It doesn't look good for Airfix. Although they've had a speckled history with quality molds, nevertheless, I spent many a day as a child working on their kits. They will be missed.....
http://www.theregister.co.uk/2006/08/31/rip_airfix/
There's been a certain amount of teary-eyed nostalgia this morning down at Vulture Central at the news that the firm behind plastic model legend Airfix has gone into administration.
According to The Evening Standard, the company was formed in 1939 by Hungarian-born Nicholas Kove. At the height of its powers during the sixties, Airfix shifted 350,000 Spitfires, 80,000 Hurricanes and 60,000 Lancasters a year, but by last year sales were down to a third of that level.
Airfix's decline has been a protracted affair. It went into receivership in 1981 as enthusiasm for modelling waned. It was bought by MPC and the kit moulds and tools transferred to French company Heller. In 1986 it was acquired by Humbrol, which struggled to compete against the rise of TV, computer games, and the internet as kids' leisuretime activities of choice. A management team appointed in December 2005 failed to stop the rot. Administrators moved in to Hull-based Humbrol Ltd yesterday.
Bill Bond, of the Battle of Britain Historical Society, lamented: "It is a great shame. I remember building these models as a teenager. Spitfires were my favourite, like all children. For tens of thousands of boys this will have been integral to their childhood. I suppose it is a sign of the times. Spitfires are no longer fresh in the memory are they? Children now have PlayStations and computer games."
Sadly, the Airfix Spitfire is no more.
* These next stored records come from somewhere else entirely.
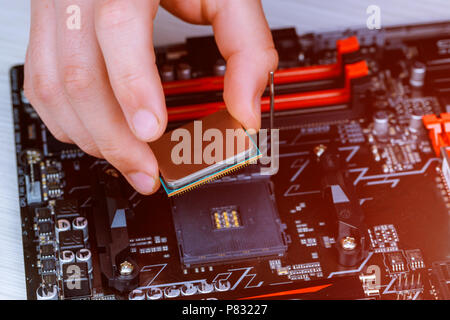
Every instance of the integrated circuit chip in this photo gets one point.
(213, 229)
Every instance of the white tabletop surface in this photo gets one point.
(306, 15)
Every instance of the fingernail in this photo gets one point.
(142, 182)
(257, 105)
(145, 124)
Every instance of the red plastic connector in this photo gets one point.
(439, 130)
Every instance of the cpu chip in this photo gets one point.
(233, 148)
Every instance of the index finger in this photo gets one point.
(245, 41)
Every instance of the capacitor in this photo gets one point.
(167, 73)
(80, 223)
(66, 257)
(418, 70)
(46, 292)
(415, 121)
(184, 71)
(205, 287)
(136, 294)
(84, 255)
(381, 123)
(220, 67)
(222, 285)
(61, 225)
(188, 289)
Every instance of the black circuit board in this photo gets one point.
(398, 181)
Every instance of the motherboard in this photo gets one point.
(358, 208)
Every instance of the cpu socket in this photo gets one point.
(228, 221)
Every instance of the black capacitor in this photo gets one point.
(418, 71)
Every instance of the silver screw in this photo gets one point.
(348, 243)
(126, 268)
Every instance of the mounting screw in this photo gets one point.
(348, 243)
(320, 149)
(126, 268)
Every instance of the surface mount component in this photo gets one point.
(213, 229)
(339, 193)
(187, 163)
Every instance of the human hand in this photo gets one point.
(99, 87)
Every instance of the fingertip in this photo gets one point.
(146, 125)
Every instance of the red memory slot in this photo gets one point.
(299, 74)
(282, 102)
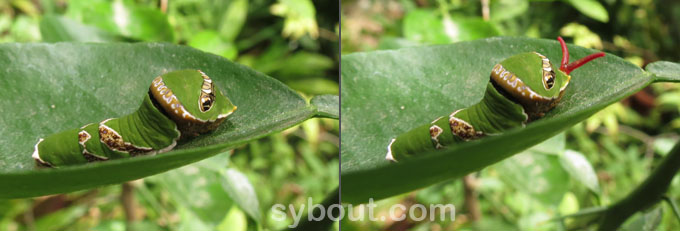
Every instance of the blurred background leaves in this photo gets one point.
(295, 41)
(596, 162)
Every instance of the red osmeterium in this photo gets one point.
(572, 66)
(569, 67)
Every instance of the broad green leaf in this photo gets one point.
(427, 27)
(62, 29)
(665, 71)
(580, 169)
(315, 86)
(385, 93)
(591, 8)
(47, 88)
(239, 188)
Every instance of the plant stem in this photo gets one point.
(646, 194)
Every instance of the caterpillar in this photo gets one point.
(521, 89)
(179, 105)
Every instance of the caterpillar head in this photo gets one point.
(530, 79)
(190, 98)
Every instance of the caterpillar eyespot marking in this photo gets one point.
(178, 105)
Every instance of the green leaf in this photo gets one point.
(314, 86)
(665, 71)
(591, 8)
(386, 93)
(425, 26)
(47, 88)
(327, 106)
(61, 29)
(580, 169)
(239, 188)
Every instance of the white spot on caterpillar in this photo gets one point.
(389, 151)
(220, 116)
(435, 120)
(435, 131)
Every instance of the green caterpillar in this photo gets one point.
(521, 89)
(179, 105)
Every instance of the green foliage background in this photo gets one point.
(230, 191)
(594, 163)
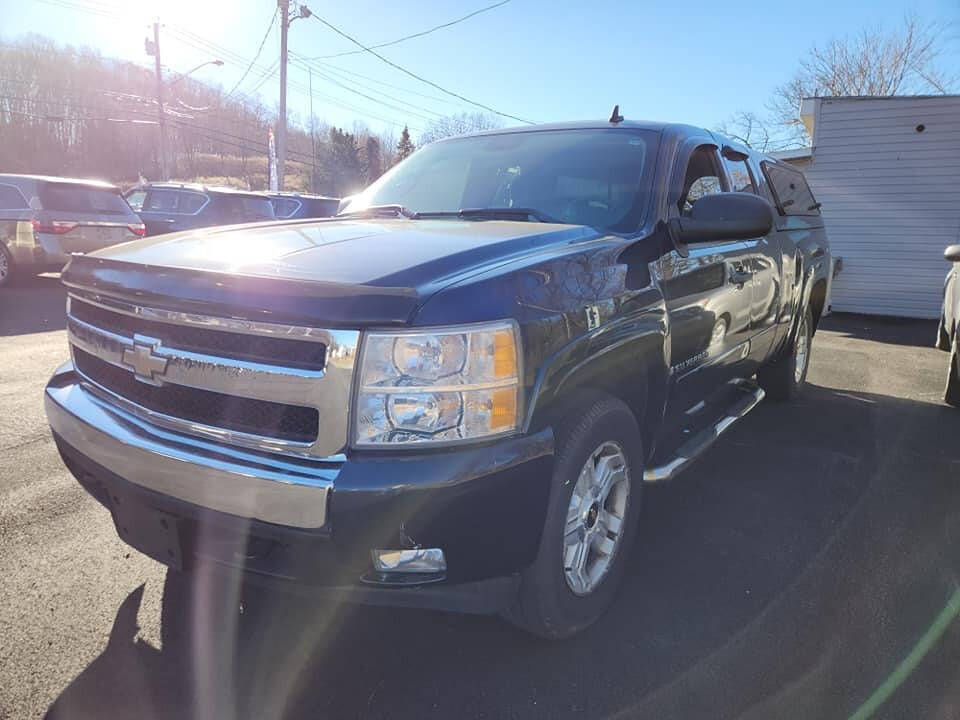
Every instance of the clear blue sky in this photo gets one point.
(694, 61)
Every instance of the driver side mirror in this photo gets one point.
(723, 216)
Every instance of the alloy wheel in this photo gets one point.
(596, 517)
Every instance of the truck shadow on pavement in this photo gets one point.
(33, 304)
(784, 575)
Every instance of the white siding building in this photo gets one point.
(887, 172)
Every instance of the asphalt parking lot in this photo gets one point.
(807, 567)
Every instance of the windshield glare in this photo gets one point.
(582, 177)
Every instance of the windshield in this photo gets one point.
(598, 177)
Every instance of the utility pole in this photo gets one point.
(313, 136)
(282, 124)
(160, 116)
Thirty-one of the company's 41 employees were last night made redundant after "severe cash flow pressures" and disruption of supplies from Heller - itself now insolvent - finally shot down the company.
Former Airfix sales representative Chris Rumball said: "The French wouldn't release any of the tools to us and now it has just brought us down with them."
The Airfix name may, however, live on. Keith Hinds of Grant Thornton, which is handling the administration, said: "The brand names and intellectual property of the business are potentially very valuable and we are looking to sell those to investors."